For multiple extraction:

results = await agent.talk.extract_multiple(
    text,
    as_type=Person,
    prompt="""
    Extract all team members mentioned.
    Look for:
    - Names in any format
    - Ages if provided
    - Skip generic references
    """
)

Technical Details: How It Works

Structured Mode (Default)

The structured mode works by converting the target class's constructor into a Pydantic model and using it for validation:

  1. Constructor Analysis

    # Your class
    class Person:
        def __init__(self, name: str, age: int | None = None):
            self.name = name
            self.age = age
    
    # Internally converted to Pydantic model
    class PersonModel(BaseModel):
        name: str
        age: int | None = None
    

  2. Response Container

    # For single extraction
    class Extraction(BaseModel):
        instance: PersonModel
    
    # For multiple extraction
    class Extraction(BaseModel):
        instances: list[PersonModel]
    

  3. LLM Interaction

  4. Single structured response from LLM

  5. LLM sees complete schema upfront
  6. Natural mapping of fields
  7. One-shot validation through Pydantic

  8. Instance Creation

# Convert validated model to target class
result = as_type(**model_instance.model_dump())

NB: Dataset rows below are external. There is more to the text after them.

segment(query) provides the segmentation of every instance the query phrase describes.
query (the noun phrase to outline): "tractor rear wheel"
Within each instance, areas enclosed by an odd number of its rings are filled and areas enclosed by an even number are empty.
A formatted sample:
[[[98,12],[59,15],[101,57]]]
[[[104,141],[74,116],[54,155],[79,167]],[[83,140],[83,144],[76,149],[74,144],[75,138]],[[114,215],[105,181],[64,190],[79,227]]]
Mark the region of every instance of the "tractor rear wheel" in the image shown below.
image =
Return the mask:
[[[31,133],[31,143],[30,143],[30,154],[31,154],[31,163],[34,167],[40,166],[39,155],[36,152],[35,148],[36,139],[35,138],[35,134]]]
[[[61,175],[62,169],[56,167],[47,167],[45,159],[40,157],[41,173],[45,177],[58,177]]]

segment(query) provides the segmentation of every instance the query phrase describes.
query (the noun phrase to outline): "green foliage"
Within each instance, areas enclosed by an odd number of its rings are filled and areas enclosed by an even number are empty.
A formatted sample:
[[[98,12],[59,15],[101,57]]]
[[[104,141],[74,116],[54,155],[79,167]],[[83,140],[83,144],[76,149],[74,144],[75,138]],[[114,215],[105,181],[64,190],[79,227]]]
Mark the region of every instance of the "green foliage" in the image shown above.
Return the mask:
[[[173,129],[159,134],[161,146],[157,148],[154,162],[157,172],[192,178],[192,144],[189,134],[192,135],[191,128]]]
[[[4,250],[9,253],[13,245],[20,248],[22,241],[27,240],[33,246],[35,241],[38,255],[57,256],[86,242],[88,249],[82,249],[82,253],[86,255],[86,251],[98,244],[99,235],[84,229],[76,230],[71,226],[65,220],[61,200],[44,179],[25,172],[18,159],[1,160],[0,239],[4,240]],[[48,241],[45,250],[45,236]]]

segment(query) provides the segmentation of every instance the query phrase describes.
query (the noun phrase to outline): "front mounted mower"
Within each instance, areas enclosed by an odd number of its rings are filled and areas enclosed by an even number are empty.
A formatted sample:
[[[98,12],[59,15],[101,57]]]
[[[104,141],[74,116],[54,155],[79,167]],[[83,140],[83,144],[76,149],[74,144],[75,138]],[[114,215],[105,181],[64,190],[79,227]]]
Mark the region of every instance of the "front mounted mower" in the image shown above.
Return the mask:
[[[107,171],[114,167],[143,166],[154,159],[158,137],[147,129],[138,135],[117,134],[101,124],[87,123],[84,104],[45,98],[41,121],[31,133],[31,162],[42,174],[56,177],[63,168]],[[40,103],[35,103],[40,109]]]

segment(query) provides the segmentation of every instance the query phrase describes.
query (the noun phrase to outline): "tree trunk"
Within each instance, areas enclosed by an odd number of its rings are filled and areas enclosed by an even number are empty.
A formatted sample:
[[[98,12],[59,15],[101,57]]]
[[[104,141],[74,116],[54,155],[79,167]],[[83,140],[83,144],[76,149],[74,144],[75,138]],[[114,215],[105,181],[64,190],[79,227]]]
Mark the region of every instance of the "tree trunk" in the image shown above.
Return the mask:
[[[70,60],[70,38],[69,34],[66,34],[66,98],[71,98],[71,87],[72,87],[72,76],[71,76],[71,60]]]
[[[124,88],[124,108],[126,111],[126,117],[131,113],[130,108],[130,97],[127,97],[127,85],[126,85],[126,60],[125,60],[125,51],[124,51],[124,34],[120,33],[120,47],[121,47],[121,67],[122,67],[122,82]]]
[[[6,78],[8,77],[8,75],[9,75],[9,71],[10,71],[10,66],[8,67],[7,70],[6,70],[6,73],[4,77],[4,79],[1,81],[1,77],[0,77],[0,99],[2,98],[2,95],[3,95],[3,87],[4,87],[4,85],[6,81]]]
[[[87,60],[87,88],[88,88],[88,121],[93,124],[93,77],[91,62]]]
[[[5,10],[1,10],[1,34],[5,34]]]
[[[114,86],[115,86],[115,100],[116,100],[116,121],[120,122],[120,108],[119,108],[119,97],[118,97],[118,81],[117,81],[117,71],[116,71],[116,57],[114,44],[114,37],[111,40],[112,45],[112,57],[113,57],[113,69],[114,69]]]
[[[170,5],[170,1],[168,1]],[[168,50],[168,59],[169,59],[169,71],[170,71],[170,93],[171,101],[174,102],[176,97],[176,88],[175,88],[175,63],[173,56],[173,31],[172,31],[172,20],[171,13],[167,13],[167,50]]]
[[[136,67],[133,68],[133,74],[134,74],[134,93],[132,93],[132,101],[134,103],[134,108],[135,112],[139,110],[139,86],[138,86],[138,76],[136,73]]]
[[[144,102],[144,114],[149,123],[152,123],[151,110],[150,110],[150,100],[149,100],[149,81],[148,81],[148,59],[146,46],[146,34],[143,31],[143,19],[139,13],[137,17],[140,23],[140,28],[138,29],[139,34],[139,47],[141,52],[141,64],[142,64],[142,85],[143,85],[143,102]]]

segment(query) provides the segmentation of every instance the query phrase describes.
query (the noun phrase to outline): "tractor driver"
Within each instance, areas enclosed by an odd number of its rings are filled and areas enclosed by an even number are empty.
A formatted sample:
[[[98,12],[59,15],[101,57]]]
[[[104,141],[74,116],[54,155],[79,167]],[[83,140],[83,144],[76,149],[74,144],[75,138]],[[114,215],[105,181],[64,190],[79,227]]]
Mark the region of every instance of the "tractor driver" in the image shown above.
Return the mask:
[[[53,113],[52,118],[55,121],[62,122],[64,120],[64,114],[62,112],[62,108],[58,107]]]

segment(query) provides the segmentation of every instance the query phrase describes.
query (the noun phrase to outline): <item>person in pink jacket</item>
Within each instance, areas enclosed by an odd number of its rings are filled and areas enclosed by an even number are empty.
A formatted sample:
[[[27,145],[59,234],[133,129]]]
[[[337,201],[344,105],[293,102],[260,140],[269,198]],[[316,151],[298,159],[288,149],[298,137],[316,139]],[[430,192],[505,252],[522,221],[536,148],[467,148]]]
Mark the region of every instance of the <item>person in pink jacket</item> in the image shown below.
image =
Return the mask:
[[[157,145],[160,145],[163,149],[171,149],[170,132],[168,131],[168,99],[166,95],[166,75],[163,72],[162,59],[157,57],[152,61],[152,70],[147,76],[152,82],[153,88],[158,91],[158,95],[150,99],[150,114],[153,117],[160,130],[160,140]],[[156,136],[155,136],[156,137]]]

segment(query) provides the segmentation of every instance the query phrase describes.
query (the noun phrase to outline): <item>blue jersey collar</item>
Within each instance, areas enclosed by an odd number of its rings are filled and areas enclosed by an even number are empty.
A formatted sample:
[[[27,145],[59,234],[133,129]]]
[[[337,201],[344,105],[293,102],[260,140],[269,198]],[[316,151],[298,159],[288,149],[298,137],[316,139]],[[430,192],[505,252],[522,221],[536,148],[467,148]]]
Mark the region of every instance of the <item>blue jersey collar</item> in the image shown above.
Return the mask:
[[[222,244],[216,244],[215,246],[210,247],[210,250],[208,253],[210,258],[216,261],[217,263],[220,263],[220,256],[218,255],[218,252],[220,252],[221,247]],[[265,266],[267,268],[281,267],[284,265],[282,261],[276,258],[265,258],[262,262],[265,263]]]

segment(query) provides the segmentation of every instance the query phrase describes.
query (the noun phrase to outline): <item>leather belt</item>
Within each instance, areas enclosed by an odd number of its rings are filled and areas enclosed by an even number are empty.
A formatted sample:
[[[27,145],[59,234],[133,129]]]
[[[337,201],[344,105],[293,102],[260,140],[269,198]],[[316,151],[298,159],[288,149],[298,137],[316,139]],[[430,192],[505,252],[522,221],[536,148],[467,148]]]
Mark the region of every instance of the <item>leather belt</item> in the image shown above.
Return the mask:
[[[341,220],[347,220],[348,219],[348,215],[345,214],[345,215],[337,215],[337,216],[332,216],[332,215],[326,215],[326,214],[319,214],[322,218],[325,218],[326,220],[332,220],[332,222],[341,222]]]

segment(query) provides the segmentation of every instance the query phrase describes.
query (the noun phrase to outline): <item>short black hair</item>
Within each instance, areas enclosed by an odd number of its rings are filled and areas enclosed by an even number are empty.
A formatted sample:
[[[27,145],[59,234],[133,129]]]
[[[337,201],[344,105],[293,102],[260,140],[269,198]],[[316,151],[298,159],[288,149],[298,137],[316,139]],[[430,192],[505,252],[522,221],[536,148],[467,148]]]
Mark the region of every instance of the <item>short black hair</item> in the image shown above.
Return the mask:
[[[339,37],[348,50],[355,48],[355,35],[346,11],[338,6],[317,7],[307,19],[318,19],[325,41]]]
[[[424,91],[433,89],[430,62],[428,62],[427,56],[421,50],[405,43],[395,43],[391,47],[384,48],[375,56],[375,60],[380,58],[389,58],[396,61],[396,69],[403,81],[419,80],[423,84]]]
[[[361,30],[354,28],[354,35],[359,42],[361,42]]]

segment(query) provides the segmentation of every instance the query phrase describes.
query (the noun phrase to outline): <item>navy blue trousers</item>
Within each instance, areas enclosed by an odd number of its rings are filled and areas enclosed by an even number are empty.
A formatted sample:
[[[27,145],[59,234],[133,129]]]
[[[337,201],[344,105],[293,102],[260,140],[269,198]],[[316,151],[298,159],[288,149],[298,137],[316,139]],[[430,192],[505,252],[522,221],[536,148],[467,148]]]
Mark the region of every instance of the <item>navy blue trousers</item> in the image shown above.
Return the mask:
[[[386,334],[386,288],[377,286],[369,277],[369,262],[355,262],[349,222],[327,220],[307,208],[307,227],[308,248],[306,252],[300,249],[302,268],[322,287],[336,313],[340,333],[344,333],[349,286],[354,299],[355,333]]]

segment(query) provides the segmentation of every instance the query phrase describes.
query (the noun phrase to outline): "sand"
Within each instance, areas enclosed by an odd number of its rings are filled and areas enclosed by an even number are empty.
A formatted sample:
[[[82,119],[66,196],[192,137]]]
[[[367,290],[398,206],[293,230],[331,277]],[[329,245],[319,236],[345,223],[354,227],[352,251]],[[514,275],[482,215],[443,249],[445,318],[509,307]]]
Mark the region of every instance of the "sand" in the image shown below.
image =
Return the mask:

Benefits: - Single round-trip to LLM - Clear schema validation - Better handling of complex types - More robust extraction

Tool Calls Mode (Legacy)

The tool calls mode uses function calling to construct objects:

  1. Constructor to Function Schema

    # Your class
    class Person:
        def __init__(self, name: str, age: int | None = None):
            self.name = name
            self.age = age
    
    # Converted to OpenAI function schema
    {
        "name": "Person",
        "description": "Create a Person instance",
        "parameters": {
            "type": "object",
            "properties": {
                "name": {"type": "string"},
                "age": {"type": "integer", "nullable": true}
            },
            "required": ["name"]
        }
    }
    

  2. Constructor Tool

async def construct(**kwargs: Any) -> T:
    """Dynamic constructor tool."""
    return as_type(**kwargs)
  1. LLM Interaction

  2. LLM makes function calls

  3. For multiple: Repeated calls to add instances
  4. Each call validated separately
  5. State maintained between calls

  6. Instance Creation

  7. Through tool call execution

  8. One instance per call
  9. Results collected in list (for multiple)

Trade-offs:

  • More flexible but less robust
  • Multiple round-trips for multiple instances
  • Harder to maintain complex state
  • More points of potential failure

When to Use Which

This is a tough question. The Tool call mechanism was implemented first by MarvinAI, but seems less robust compared to our new StructuredResponse approach. It doesnt include a sequence of tool calls and will use the validation capabilites of Pydantic-AI in case that is the provider chosen.